Gustave Le Bon e
seus discípulos, ao discutir a psicologia das multidões, formularam a ideia de
que o individuo, quando ombro a ombro com a multidão, desce um grau ou dois
intelectualmente e tende a exibir as mesmas reações mentais e emocionais de
pessoas que lhe são inferiores. É assim que eles explicam a bem conhecida
violência e imbecilidade das multidões. A turba, enquanto turba, chega a
extremos de que seus membros, como indivíduos, nunca poderiam ser acusados. Sua
inteligência média é mínima; mas é infecciosa, contagiante, quase simiesca. As
multidões, bem trabalhadas por um esperto demagogo, acreditam em qualquer coisa
e são capazes de tudo.
Ouso dizer que Le
Bon está parcialmente certo, mas também parcialmente errado. Sua teoria é
provavelmente elogiosa demais para com o ignorante médio. Ao misturar este
ignorante com o homem superior nos excessos de uma multidão, dá a entender que
também o ignorante, no meio delas, faz coisas que nunca pensaria em fazer
sozinho. O fato pode ser aceito, mas o raciocínio levanta uma dúvida. O
ignorante se descontrola na multidão, não porque tenha sido inoculado por ela,
mas com o vírus da violência, mas porque a sua própria violência tem ali a
única chance de exprimir-se em segurança. Em outras palavras, o ignorante é
perverso, porém covarde. Ele evita qualquer tentativa de um linchamento a capella, não porque precise de estímulo
para querer linchar alguém, mas porque precisa da proteção de uma multidão para
fazê-lo sentir-se corajoso o suficiente para tentar.
O que acontece
quando uma multidão se descontrola não é exatamente o que Le Bon e seus seguidores
descrevem. Os poucos homens superiores dentro dela não são reduzidos
imediatamente ao nível dos fanfarrões. Ao contrário, costumam manter a cabeça
fria e tentam até conter a multidão. Mas os fanfarrões são maioria; a cerca é
derrubada ou o negro é queimado. E por quê? Não porque os fanfarrões,
normalmente virtuosos, tornam-se subitamente uns insanos criminosos. E sim
porque se dão conta de repente do seu poder em número e porque ali há uma
brecha para exercerem sua selvageria.
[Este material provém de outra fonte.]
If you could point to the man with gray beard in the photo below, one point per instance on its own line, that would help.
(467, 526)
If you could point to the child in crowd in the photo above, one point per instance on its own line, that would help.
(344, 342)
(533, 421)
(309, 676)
Em outras palavras, o poder suíno de uma
multidão já existe permanentemente na maioria de seus membros – digamos, uns
90%. Todos os estudos sobre a psicologia das multidões tropeçam nesta
subestimação da selvageria. Os escalões inferiores do homem são, na realidade,
incuravelmente perversos, seja individual ou coletivamente. Decência, autocontrole,
senso de justiça, coragem – estas virtudes pertencem a uma pequena minoria de
homens. Esta minoria raramente se descontrola. Seus traços mais distintos,
aliás, é a resistência ao descontrole. O homem de terceira classe, embora possa
disfarçar-se com as barbas de um homem de primeira, será sempre descoberto por
sua incapacidade de manter a cabeça diante de um apelo às emoções. O mesmo
grito que se dá para estimular um animal a correr põe a nu o seus disfarces.